Dat verweerder de ingebrekestelling van 6 februari 2013 eveneens per fax ingediend wel heeft ontvangen doet aan het vorenstaande niet af.
10.
Gelet op het voorgaande is geen sprake van de indiening van een bezwaarschrift en derhalve geen sprake van niet tijdig beslissen. Het beroep zal dan ook niet-ontvankelijk worden verklaard.
11.
Van omstandigheden op grond waarvan een van de partijen zou moeten worden veroordeeld in de door de andere partij gemaakte proceskosten, is niet gebleken.

Beslissing

De rechtbank verklaart het beroep niet-ontvankelijk.
Deze uitspraak is vastgesteld door mr.

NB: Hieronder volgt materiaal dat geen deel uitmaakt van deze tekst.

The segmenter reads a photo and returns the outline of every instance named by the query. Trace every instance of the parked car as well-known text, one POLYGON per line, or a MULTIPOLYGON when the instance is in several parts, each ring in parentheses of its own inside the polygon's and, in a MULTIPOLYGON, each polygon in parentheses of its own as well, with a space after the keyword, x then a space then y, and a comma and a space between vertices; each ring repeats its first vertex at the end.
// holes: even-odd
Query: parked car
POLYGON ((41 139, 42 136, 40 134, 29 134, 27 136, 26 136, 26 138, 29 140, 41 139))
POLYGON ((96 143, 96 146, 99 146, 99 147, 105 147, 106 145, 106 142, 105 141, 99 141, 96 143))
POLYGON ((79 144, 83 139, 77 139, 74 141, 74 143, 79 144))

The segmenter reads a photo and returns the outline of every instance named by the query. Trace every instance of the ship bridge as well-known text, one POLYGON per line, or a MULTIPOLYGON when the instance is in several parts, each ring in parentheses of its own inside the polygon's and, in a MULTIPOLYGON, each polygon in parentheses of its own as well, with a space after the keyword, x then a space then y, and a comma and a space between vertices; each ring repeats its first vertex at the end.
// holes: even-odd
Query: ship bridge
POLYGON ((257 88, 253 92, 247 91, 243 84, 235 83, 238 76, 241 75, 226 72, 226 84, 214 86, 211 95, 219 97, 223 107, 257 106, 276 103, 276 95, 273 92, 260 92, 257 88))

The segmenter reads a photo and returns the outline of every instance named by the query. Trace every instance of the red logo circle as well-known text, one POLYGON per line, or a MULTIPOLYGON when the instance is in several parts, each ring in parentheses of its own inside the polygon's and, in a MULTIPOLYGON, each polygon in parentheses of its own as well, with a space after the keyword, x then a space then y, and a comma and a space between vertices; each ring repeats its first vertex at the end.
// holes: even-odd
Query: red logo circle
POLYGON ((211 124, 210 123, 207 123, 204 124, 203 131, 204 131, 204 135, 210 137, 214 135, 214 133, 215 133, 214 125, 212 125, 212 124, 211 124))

J.M. Janse van Mantgem, rechter, in aanwezigheid van I. Broekhuizen, griffier. De beslissing is in het openbaar uitgesproken op
griffier rechter
afschrift verzonden aan partijen op:

Rechtsmiddel

Tegen deze uitspraak kan verzet worden gedaan bij deze rechtbank.
Het verzet dient gedaan te worden door het indienen van een verzetschrift binnen zes weken na de dag van verzending van de uitspraak door de griffier. De indiener van het verzetschrift kan daarbij vragen in de gelegenheid te worden gesteld over het verzet te worden gehoord.